I due errori fatali di Bregante

Per la Corte, Bregante ha commesso due gravi errori di valutazione. Il primo è stato “sopravvalutare se stesso e la propria capacità di sopportazione” di fronte alle umiliazioni che la moglie gli riservava, comportamento esasperato dalla malattia e da un’ossessione crescente per la pulizia. «La moglie – si legge – ha manifestato un vero e proprio fastidio fisico e psichico per la presenza del marito, quasi ridotto al rango di mero produttore di biancheria sporca, rifiuti e sporco da rimuovere con fastidio».

Il secondo errore, altrettanto decisivo, è stato “sottovalutare la situazione e la propria capacità di stare al ponte di comando”: l’uomo, abituato a gestire l’equipaggio con fermezza, non ha saputo riconoscere la “valenza tossica e distruttiva di quella convivenza patologica” e non ha avuto la lucidità di allontanarsi né di disfarsi dell’arma che avrebbe poi usato.

Il gesto di un "uomo logorato e fiaccato nell’animo"

Secondo la Corte, l’omicidio è stato il gesto di un uomo logorato e fiaccato nell’animo, non spinto da un movente perverso ma dalla sua incapacità di accettare la sconfitta. "Bregante s’è determinato a uccidere non già per un qualche movente odioso, ma perché logorato dalla presa d’atto della propria impotenza di fronte alle condizioni realmente insopportabili in cui la malattia psichica aveva fatto precipitare sua moglie".

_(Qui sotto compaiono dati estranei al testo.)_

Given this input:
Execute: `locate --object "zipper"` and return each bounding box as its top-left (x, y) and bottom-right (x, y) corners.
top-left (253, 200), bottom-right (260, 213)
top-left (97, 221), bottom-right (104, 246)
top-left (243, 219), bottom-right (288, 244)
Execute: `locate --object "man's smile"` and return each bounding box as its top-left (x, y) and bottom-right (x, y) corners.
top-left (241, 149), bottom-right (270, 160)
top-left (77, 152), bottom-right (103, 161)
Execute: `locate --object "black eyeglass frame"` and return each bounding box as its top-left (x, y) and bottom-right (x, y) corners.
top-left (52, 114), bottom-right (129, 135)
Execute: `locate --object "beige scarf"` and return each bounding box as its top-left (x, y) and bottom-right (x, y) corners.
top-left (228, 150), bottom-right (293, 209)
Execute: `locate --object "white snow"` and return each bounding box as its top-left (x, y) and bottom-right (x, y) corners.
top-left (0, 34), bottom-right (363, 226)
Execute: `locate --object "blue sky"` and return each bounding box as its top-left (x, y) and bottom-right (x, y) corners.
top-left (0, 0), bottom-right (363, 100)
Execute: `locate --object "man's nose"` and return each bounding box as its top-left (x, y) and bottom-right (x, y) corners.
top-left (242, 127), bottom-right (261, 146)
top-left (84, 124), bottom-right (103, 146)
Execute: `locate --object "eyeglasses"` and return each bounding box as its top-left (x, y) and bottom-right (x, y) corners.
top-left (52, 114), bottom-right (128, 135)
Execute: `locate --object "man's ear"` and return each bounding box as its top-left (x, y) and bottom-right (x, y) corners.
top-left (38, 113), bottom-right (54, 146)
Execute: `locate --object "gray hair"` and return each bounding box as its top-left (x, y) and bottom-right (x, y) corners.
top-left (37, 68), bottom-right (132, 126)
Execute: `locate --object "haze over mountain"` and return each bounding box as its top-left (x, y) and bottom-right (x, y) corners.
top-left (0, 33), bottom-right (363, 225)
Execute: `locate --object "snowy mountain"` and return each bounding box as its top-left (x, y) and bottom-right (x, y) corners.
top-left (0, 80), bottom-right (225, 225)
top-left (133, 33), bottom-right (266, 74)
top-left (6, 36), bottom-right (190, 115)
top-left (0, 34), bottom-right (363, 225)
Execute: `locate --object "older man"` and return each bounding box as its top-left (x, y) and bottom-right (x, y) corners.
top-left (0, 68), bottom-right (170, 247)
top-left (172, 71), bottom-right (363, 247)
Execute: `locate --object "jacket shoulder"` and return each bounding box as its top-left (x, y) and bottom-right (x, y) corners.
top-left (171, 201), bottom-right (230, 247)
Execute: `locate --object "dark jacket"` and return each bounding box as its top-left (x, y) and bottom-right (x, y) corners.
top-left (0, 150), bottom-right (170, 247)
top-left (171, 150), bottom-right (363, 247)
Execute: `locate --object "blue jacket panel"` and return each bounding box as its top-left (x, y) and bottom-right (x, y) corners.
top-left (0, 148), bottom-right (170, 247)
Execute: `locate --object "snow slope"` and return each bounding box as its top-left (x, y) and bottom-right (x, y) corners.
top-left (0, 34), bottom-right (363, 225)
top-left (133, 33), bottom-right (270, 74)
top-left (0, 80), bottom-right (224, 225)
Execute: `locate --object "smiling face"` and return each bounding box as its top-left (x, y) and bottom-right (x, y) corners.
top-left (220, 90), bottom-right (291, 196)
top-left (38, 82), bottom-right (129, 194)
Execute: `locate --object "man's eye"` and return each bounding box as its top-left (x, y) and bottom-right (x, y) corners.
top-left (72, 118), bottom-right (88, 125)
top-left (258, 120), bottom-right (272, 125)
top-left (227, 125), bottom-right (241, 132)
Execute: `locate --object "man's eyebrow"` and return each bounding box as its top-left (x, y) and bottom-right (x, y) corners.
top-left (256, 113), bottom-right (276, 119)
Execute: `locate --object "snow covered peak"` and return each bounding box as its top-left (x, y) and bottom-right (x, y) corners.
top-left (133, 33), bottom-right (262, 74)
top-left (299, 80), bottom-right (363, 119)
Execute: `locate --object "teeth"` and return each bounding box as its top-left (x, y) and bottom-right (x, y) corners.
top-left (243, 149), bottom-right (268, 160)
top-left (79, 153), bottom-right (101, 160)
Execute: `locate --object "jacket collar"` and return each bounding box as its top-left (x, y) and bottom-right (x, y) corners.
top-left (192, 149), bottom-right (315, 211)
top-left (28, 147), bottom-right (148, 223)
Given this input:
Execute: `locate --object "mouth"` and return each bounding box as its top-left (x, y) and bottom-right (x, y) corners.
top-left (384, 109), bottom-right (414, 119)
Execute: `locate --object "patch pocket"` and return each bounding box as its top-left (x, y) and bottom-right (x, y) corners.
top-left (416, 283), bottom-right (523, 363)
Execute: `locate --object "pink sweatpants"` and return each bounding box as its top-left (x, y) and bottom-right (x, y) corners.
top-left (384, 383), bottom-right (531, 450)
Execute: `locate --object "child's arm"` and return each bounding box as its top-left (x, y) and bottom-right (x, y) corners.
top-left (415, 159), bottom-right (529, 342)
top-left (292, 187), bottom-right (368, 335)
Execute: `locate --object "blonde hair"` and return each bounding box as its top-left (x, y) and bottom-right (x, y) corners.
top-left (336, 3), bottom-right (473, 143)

La sentenza descrive un gesto di “orgoglio distorto”: quello di un uomo convinto di dover restare “al comando” fino alla fine, come un capitano che non abbandona mai la nave. "Era forse troppo condizionato dal dovere ineludibile di lasciare il natante affidato alle sue cure soltanto dopo che anche l’ultimo passeggero l’avesse abbandonato", scrivono i giudici, aggiungendo che “il modo quasi istrionico che Bregante ha scelto per ‘mettere in salvo’ la moglie dal naufragio del loro rapporto è stato quello di ucciderla, invece di consentirle di continuare a vivere senza di lui”.